Я отвернулся и неторопливо обошёл тёмные помещения врачебного кабинета. Хорошее упражнение. Когда я только вошёл, здесь пронзительно пахло средствами дезинфекции; тот запах, что неразрывно связан с зубными кабинетами и вызывает в памяти ужасные часы в зубоврачебном кресле под сверлом бормашины. Но и к нему привыкаешь. Я был уверен, что запах как был, так и остался, но я больше не воспринимал его.
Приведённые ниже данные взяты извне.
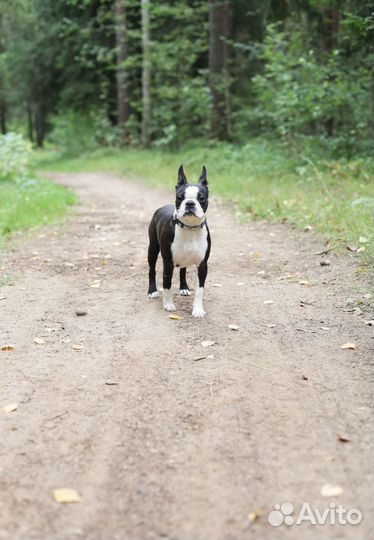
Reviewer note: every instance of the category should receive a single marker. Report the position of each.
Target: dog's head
(191, 200)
В каждом помещении на стене висели часы, большие, с широкими стрелками, которые были хорошо видны и в темноте. Мне пришлось заставить себя не следить за каждой секундой. Время шло медленно, и это терзало нервы.

Спокойствие? Иллюзорное желание – успокоиться. Ведь это было не нормальное задание, как в старые добрые времена. Здесь речь шла о жизни и смерти. Если сегодня ночью я выйду на след, который связывает «Рютлифарм» с похищением моей племянницы, то в скором или не скором времени последует смерть людей. И Кристины тоже. А что случится со мной, покажет будущее.

Я достал свои тонкие кожаные перчатки и с неторопливой тщательностью натянул их. Не повредит немного поупражняться.

Пробежался пальцами по письменному столу, выдвинул ящики, полистал картотеку и документы. Доктор Оббезен был аккуратный человек. Он хранил отдельно квитанции бензоколонки, счета за материалы и ресторанные счета. В нижнем ящике он держал рубашку, тщательно сложенную, в пакете из прачечной на Сергельгатан. Рядом лежали два галстука, запасные очки и огромное количество визитных карточек.

Я с любопытством порылся в историях болезни, но скоро прекратил, поскольку мало понимал в сокращениях, принятых в зубном врачевании, и не знал, что кроется за каракулями В4, GKr или fem+6m.